Что ж, похвала, начнем уж сызнова
(Себе) плести венки,
Другим швыряя остракизма
Глухие черепки...
ПЕРЕПЕЛИНЫЙ ТОК
Самочка галстук потеряла; ищет:
Он — у самца, он в росе намок!
(...Тут вот я и налаживаю пищик,
Маленький мой манок.)
Сетка обвисла по бокам лощины.
Травы гремят, навело сверчков
Так, что небо со всей его вощиной
Лезет само в очко.
Травы — подсолнуха конечно толще —
В руку!

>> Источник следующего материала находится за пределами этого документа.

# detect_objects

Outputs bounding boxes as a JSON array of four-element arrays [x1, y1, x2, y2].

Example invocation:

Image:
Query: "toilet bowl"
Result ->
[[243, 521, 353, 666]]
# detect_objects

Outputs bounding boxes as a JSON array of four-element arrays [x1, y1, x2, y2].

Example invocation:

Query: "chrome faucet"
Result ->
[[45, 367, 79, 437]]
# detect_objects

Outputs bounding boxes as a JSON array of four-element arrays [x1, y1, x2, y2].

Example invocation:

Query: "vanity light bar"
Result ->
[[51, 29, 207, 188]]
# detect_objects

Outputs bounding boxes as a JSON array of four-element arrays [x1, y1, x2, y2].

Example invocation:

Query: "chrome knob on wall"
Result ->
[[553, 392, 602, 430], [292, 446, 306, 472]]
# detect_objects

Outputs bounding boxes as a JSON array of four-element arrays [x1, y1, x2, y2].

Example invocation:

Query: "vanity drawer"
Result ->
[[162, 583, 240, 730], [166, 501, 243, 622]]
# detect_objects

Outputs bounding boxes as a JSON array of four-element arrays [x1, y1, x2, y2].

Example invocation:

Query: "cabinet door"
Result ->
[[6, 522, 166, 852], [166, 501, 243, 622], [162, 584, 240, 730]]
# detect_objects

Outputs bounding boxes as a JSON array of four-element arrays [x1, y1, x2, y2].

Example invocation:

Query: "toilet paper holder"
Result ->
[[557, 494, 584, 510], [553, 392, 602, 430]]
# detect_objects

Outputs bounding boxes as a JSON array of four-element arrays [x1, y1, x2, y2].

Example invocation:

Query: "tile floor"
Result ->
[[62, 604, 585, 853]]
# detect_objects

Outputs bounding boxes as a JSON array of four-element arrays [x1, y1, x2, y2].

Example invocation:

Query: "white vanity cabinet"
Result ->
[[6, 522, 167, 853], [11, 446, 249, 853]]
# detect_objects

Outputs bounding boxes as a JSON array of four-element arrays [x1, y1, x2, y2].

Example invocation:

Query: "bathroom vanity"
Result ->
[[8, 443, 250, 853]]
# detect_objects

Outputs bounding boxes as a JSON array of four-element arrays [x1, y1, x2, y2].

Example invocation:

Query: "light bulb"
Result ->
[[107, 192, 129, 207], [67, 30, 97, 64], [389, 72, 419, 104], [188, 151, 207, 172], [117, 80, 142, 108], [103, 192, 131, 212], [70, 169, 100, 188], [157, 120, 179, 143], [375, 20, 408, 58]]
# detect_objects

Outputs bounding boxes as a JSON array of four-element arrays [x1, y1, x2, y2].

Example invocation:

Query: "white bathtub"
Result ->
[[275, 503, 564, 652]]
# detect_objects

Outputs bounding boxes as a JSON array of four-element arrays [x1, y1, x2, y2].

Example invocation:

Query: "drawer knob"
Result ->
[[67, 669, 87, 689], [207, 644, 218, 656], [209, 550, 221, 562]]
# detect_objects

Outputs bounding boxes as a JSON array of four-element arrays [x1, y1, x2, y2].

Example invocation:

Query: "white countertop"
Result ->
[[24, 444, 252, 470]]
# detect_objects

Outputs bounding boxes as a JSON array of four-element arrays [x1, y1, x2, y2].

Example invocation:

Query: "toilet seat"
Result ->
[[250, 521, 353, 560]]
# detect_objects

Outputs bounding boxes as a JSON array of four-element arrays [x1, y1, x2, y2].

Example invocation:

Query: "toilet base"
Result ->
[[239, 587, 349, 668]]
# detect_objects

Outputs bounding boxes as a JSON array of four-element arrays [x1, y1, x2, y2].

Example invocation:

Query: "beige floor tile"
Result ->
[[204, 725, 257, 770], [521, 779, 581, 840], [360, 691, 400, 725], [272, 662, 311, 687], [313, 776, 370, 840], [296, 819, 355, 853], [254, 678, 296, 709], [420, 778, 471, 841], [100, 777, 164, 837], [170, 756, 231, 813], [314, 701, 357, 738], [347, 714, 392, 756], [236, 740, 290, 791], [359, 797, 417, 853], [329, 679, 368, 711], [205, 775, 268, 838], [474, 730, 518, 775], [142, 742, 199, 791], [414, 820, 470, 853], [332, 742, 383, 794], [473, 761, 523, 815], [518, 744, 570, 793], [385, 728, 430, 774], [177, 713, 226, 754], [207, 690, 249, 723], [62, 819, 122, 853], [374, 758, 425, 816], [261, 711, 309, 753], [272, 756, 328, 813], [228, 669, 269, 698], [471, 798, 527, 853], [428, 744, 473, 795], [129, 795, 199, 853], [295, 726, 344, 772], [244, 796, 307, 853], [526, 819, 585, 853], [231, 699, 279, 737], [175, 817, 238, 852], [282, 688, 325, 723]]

В оглоблю!..
Ах, нет, не то:
Тут — дубовые, клепочные рощи,
Вытоптан пяткой ток!
Бьет, задыхаясь, от буры, от солнца.
Извести в сердце.
А ночь — без сна,
А глаза в пелене у многоженца,
И коротка плюсна.
Перья топорщатся, трещат,— их лущат,
Их оббивают крылом, ногой,
Клювом.
Сумрак от ревности веснушчат,—
Штопку ведет огонь.
Галстук, которым петушок украшен,
Скомкан, но желтая выше бровь,—
Дракой, шашнями, страстью ошарашен
В топоте он дубров.
Страусом (киви) наскочил соперник,
Новый боец, и — пошло опять,
Оттопыренный вспарывать наперник,
Жгучее тело рвать-
Рвать, но, склероза глухотой не сдержан,
Сам-то я в прорву лечу, дрожа,
Слыша, как обнажает шея стержень
Под черенком ножа.
И, сумасшедший, замечаю сверху:
Вот он валяется — мой манок;
Вот и клетка — неубранная перхоть,
Вмятое толокно;
Рухнувший навзничь, я очнусь в постели,
Вспомню тебя с головы до ног...
Как мы в схватке ресницами блестели,
Маленький мой Манок!
Как отступали пред нами рощи,
Чтоб, отступив, захватить в силки
Нежность, молодость и (чего уж проще?)—
Нитяные чулки!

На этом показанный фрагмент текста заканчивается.